Annette Achenbach, Sprecherin der Polizei, sagte auf Anfrage, dass eine Anzeige wegen Bedrohung vorliege. Von wem gegen wen, sagt sie nicht. Die Polizei habe erst im Nachgang von dem Fall erfahren.

Lilienthal kommentiert den Vorfall so: „Damit ist für uns eine Linie überschritten, gegen die wir uns in aller Deutlichkeit wehren müssen. Deshalb beschlossen wir, am Samstag (3. Februar) eine Mahnwache gegen das Bedrohen von Parteiständen zu organisieren.“ Dazu seien alle Interessierten von 10 bis 12 Uhr eingeladen.

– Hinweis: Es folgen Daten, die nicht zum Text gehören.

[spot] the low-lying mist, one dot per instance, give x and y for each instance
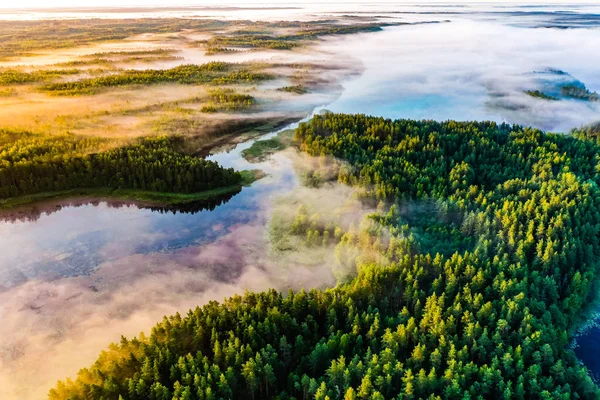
(469, 70)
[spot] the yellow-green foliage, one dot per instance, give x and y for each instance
(209, 73)
(227, 100)
(31, 163)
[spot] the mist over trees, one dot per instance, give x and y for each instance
(491, 320)
(31, 164)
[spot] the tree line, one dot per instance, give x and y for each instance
(488, 318)
(32, 164)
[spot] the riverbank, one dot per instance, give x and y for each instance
(140, 197)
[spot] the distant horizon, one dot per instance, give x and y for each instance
(96, 4)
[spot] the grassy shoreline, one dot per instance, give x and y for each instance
(133, 195)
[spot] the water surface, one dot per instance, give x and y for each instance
(77, 278)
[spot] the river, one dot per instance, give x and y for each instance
(75, 277)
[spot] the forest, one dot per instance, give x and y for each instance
(34, 163)
(215, 72)
(479, 305)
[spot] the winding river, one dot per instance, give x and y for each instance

„Deutliches Zeichen setzen“

Damit wolle man, so Lilienthal, „gemeinsam ein deutliches Zeichen setzen und unsere Ablehnung gegenüber jeglicher Form von Bedrohung und Gewalt gegen Parteistände zum Ausdruck bringen. Der öffentliche Raum sollte ein Ort des respektvollen Meinungsaustauschs sein, ohne Raum für Einschüchterung und Drohungen“.

Zunächst war geplant, die Mahnwache wieder am selben Ort stattfinden zu lassen. Laut Annette Achenbach sei der Ort aber geändert worden: „In der Nähe, schräg gegenüber.“ Dabei hätten die Antragsteller kooperiert. Zudem sei für den 3. Februar eine weitere Versammlung von „Wir in Dorsten gegen Rechts“ angemeldet worden von 11 bis 13 in der Nähe des Alten Rathauses.